Kubernetes desired state can be updated/mutated thru two paradigms :
- Either imperatively using kubectl adhoc commands (
k set
, k create
, k run
, k rollout
,..)
- Or declaratively using YAML manifests with a single
k apply
The declarative way is ideal for treating your k8s manifests as Code, then you can share this Code with the team, version it thru Git for example, and keep tracking its history leveraging GitOps practices ( branching models, Code Review, CI/CD ).
However, the imperative way cannot be reviewed by the team as these adhoc-commands will be run by an individual and no one else can easily find out the cause of the change after the change has been made.

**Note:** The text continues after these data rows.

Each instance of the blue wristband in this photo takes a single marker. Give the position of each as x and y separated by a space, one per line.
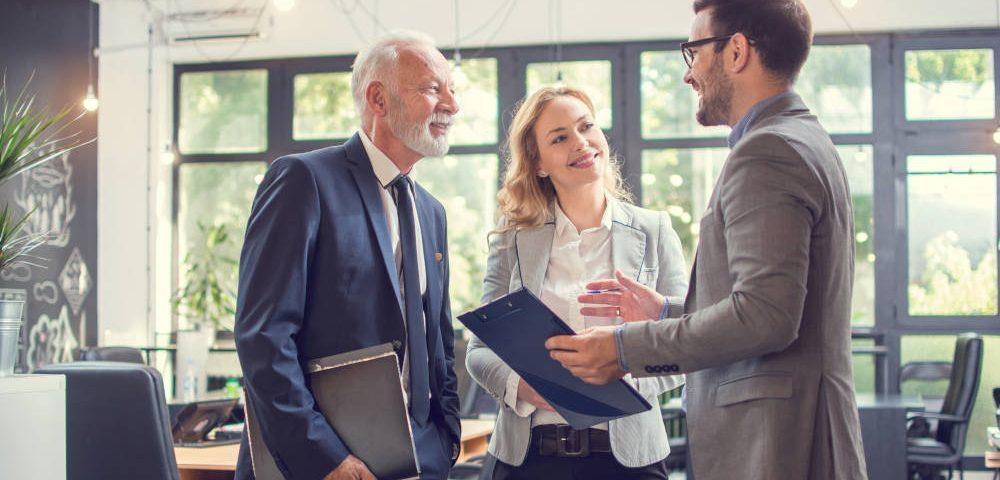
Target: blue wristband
621 349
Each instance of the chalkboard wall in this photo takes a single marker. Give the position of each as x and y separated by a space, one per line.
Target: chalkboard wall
50 39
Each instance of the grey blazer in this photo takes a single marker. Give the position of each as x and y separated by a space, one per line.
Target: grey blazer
645 247
766 338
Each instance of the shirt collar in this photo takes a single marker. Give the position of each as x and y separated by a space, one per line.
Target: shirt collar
564 226
385 170
743 125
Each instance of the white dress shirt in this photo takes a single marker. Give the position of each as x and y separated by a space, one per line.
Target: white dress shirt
575 260
386 172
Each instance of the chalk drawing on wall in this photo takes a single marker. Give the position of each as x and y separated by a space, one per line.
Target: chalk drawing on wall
51 340
47 189
75 280
46 291
13 294
16 273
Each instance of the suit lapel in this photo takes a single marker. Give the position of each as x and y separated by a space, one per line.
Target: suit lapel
428 235
368 186
628 244
533 247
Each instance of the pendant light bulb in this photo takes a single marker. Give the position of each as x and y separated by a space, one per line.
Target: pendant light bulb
90 102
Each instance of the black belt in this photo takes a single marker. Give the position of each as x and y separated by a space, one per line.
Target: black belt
563 441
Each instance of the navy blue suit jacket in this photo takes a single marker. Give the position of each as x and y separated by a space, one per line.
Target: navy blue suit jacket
318 278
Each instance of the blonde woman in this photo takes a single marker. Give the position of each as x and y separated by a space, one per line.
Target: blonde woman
565 221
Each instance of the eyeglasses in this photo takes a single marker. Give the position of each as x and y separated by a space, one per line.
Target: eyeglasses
687 48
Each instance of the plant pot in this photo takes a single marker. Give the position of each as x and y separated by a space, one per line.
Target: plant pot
191 382
11 312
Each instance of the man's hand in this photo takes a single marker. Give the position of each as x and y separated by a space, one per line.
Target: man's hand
591 355
351 468
627 298
528 394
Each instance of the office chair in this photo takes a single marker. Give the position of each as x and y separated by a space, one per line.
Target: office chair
470 469
943 448
112 354
116 421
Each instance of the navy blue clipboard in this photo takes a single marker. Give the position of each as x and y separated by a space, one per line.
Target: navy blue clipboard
516 327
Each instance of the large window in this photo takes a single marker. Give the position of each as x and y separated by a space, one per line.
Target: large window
594 77
911 116
950 84
952 220
223 112
324 106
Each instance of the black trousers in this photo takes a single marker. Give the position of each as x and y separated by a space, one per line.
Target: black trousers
596 466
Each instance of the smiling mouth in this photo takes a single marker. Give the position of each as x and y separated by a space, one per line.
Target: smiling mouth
440 128
585 161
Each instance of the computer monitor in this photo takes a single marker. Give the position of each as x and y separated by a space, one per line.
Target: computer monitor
196 419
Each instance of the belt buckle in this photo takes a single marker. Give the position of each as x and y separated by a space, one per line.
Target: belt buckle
566 436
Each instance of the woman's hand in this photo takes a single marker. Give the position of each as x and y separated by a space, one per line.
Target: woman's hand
622 297
528 394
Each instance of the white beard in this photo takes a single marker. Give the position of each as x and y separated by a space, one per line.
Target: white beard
417 136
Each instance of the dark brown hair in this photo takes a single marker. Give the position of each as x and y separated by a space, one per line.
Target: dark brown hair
781 30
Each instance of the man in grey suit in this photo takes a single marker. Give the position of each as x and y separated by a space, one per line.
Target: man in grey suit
764 333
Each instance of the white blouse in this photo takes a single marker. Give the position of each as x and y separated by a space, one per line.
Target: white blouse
575 260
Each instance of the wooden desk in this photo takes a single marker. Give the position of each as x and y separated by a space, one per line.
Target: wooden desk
213 463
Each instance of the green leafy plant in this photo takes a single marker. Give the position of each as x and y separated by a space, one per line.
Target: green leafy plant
204 299
30 135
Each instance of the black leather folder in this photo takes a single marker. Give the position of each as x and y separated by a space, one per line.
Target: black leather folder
361 395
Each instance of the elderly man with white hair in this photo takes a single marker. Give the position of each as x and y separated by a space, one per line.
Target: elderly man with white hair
344 251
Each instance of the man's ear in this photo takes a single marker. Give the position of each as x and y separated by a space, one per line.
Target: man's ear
739 56
375 97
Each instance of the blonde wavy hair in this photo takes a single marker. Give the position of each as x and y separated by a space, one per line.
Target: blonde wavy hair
524 198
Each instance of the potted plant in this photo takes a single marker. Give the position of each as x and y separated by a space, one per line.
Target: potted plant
204 300
30 135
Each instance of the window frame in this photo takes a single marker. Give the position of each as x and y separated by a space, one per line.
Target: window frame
892 138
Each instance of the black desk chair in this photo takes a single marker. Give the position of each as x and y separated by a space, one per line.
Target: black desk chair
112 354
943 448
116 421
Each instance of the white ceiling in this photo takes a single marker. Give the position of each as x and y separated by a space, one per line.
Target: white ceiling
324 27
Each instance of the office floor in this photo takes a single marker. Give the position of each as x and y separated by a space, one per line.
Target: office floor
968 476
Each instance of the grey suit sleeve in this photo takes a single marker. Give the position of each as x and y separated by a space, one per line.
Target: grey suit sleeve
769 202
671 282
485 367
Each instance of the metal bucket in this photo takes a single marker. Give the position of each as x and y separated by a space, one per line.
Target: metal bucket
10 328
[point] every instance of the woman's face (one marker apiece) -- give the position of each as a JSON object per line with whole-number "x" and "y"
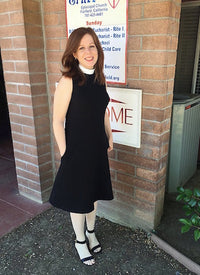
{"x": 87, "y": 53}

To overcome the absence of an audit trail with imperative commands, the --record
option is there to bind the root cause of the change as annotation called kubernetes.io/change-cause
and the value of this annotation is the imperative command itself.
(note below is from the official doc)
Note: You can specify the --record flag to write the command executed in the resource annotation kubernetes.io/change-cause. The recorded change is useful for future introspection. For example, to see the commands executed in each Deployment revision.
As conclusion :
- Theoretically ,
--record
is not mandatory
- Practically, it's mandatory in order to ensure the changes leave a rudimentary audit trail behind and comply with SRE process and DevOps culture.